Au moment où vous développez tous ces sujets liés à la mécanique, avez-vous toujours en tête l’œuvre de Picabia ?
J’avais oublié ce tableau de Picabia… et quelque temps plus tard, je redécouvre un autre de ses tableaux, très important aussi : Machine à tourner vite, qui ressemble étrangement à mes sujets. C’est un engrenage de crémaillère, exactement ce que je faisais au trait noir sur fond blanc, réalisé sur carton. Tout d’un coup, je découvre cette relation entre nous deux ! Heureusement pour moi, comme je m’en suis libéré, on ne dira pas que je fais du sous-Picabia.

Certains penseront qu’il formule une critique de la civilisation industrielle. Qu’en pensez-vous ?
Oui, certains diront qu’il y avait là une critique de la civilisation industrielle, comme ce qu’a fait Charlie Chaplin en 1936 dans Les Temps modernes. Moi, je ne pense pas que les artistes étaient particulièrement critiques de ces idées à ce moment-là. Je ne pense pas que parce que notre civilisation perd le Nord, ces artistes créaient ces tableaux pour la critiquer. Il me semble qu’ils étaient purement dans la provocation. Faire une machine comme ça, inutile à peindre, c’était tellement loin de tout ce que l’on attend d’un tableau : on y cherche surtout la séduction de la peinture. Or chez Picabia, il n’y en a pas du tout : il y a certes de la couleur, mais il n’y a pas de séduction dans son sujet.
Qu’est-ce qui vous fascine dans le travail de Picabia ?
Il peint des objets complètement fous, des objets que l’on dit mécaniques, mais privés de toute utilité logique. On peut dire qu’ils sont voués à l’inaction. Il fait table rase du passé…
Cet artiste inclassable du XX e siècle a renversé les conventions artistiques et n’a eu de cesse de réinventer la peinture tout au long de sa carrière… Est-ce cet esprit libre qui vous a inspiré ?

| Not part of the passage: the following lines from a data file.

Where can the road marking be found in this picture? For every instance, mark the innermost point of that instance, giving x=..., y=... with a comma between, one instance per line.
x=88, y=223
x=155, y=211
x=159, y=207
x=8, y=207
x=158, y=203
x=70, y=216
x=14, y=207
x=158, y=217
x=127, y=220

Il est vraiment l’artiste du XX e siècle, avant notre génération, qui s’est libéré de la notion de style. Quand j’ai commencé en 1966, je voulais aussi tout faire, sauf de l’art tel qu’on le connaissait, bien que je n’avais pas ce côté provocateur. Je n’aurais jamais mis, dans mon travail, cette sorte de fantaisie, comme dans la Parade amoureuse, où je ne sais pas quel titre un peu fantaisiste ou poétique. C’était impossible pour moi : j’étais beaucoup trop strict et rigoureux, et je partais dans une direction conceptuelle, plutôt théorique que fantaisiste, comme nos amis Duchamp et Man Ray.

Il est vraiment l'artiste du XX e siècle [...] qui s'est libéré de la notion de style.